One of the stars of the TV show I love, Supernatural, started a nonprofit devoted to good deeds called Random Acts. (They gave me an award last year! Thank you, Misha Collins and Michele.)

Another Supernatural star, Jared Padalecki, has been open about his struggles with mental health. I don’t know much about acting careers or television, but I’m guessing that this is a brave thing for an actor to do. He’s raised lots of money for mental health causes, and he’s encouraged people to ask for help when they need it and “always keep fighting.”

Now Random Acts is partnering with a couple of other nonprofits to create The SPNFamily Crisis Support Network, “where trained fans can help other fans deal with depression, self-injury, and addiction.”

Supernatural is in its eleventh television season. Not a ton of people watch it, and the people who do watch it are fanatics. It’s a show about fighting demons, and unsurprisingly, it’s attracted a lot of people who have some pretty real psychological demons to fight.

Fans of science fiction and fantasy stories have always enjoyed a strong connection.
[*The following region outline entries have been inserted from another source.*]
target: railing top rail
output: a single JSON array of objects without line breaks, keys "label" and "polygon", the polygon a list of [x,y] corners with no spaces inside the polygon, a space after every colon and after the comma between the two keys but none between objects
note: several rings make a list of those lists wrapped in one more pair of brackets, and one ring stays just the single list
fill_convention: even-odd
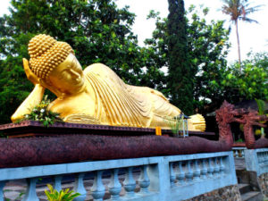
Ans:
[{"label": "railing top rail", "polygon": [[165,156],[165,158],[169,162],[176,162],[176,161],[188,161],[188,160],[195,160],[195,159],[227,156],[229,155],[229,154],[230,152],[202,153],[202,154],[195,154],[195,155],[169,155],[169,156]]},{"label": "railing top rail", "polygon": [[268,148],[257,148],[257,149],[255,149],[255,151],[256,153],[258,153],[258,152],[268,152]]},{"label": "railing top rail", "polygon": [[245,150],[245,149],[247,149],[247,147],[232,147],[232,150]]},{"label": "railing top rail", "polygon": [[18,180],[24,178],[42,177],[58,174],[69,174],[93,172],[99,170],[109,170],[115,168],[126,168],[131,166],[140,166],[144,164],[154,164],[164,161],[187,161],[194,159],[227,156],[230,152],[219,153],[205,153],[196,155],[169,155],[169,156],[156,156],[145,158],[130,158],[118,159],[108,161],[90,161],[80,162],[73,163],[62,163],[51,165],[38,165],[19,168],[2,168],[0,169],[0,180]]}]

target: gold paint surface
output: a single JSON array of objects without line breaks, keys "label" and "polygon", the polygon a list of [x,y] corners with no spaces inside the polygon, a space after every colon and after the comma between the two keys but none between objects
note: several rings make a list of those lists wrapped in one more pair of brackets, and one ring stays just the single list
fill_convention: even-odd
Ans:
[{"label": "gold paint surface", "polygon": [[[45,37],[52,41],[52,45],[46,44],[46,38],[42,40],[45,45],[42,45],[42,41],[38,40],[43,37],[39,36],[32,39],[35,45],[29,48],[34,54],[30,62],[34,58],[38,64],[29,65],[28,61],[23,59],[25,73],[35,88],[12,116],[13,121],[23,118],[40,103],[45,88],[57,96],[49,109],[59,113],[63,121],[68,122],[170,129],[165,118],[181,113],[161,92],[147,87],[128,85],[102,63],[89,65],[82,71],[69,45],[65,46],[68,49],[64,51],[65,54],[57,53],[61,56],[58,59],[60,63],[55,64],[55,58],[52,63],[47,52],[62,42]],[[40,47],[36,44],[41,44],[46,48],[37,54],[35,48]],[[49,61],[44,61],[46,59]],[[38,64],[42,62],[46,64]],[[53,67],[46,72],[50,63]],[[191,116],[188,130],[204,131],[204,117],[201,114]]]}]

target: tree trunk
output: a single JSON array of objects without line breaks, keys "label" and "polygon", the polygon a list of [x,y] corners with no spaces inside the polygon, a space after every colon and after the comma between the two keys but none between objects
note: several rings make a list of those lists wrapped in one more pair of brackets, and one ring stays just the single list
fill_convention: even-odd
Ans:
[{"label": "tree trunk", "polygon": [[238,51],[239,51],[239,70],[241,72],[241,54],[240,54],[240,42],[239,42],[239,21],[236,20],[236,31],[237,31],[237,40],[238,40]]}]

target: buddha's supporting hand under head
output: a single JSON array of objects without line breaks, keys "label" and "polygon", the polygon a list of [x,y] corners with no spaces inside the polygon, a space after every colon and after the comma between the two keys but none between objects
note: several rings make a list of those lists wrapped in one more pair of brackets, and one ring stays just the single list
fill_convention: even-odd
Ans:
[{"label": "buddha's supporting hand under head", "polygon": [[28,60],[23,58],[22,62],[24,71],[28,80],[30,80],[34,85],[39,84],[39,79],[38,78],[38,76],[35,75],[35,73],[32,72],[32,71],[30,71]]}]

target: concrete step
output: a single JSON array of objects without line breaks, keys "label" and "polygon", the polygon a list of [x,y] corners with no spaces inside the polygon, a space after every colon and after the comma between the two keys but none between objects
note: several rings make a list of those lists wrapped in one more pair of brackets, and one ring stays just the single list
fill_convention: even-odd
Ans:
[{"label": "concrete step", "polygon": [[251,191],[251,188],[248,183],[239,183],[239,189],[241,195]]},{"label": "concrete step", "polygon": [[259,191],[250,191],[245,194],[241,194],[242,201],[263,201],[264,197]]}]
It can be profound. On my first date with Mr. Donovan, we talked about fantasy novels, and it turned out we adored the same obscure sword-and-sorcery writer.
Reader, not only did I marry him, I convinced him to propose to me only three weeks later. Is there a better litmus test than the stories that you love?

I’ve always been touched by the loyalty that Supernatural fans show to one another. At the only Supernatural convention I went to (I said I would go to only one, but I am wavering mightily), I met a girl in the hotel lobby who was crying. She had no money and the fellow fan she had met online, who had offered to let her stay in her room, hadn’t come to the convention after all due to a family tragedy.

This girl had been living in Tucson with no running water, which means she was even poorer than me when I lived in Tucson. You could say, “well, she shouldn’t have spent the money on a convention, then,” but your soul needs filling, too.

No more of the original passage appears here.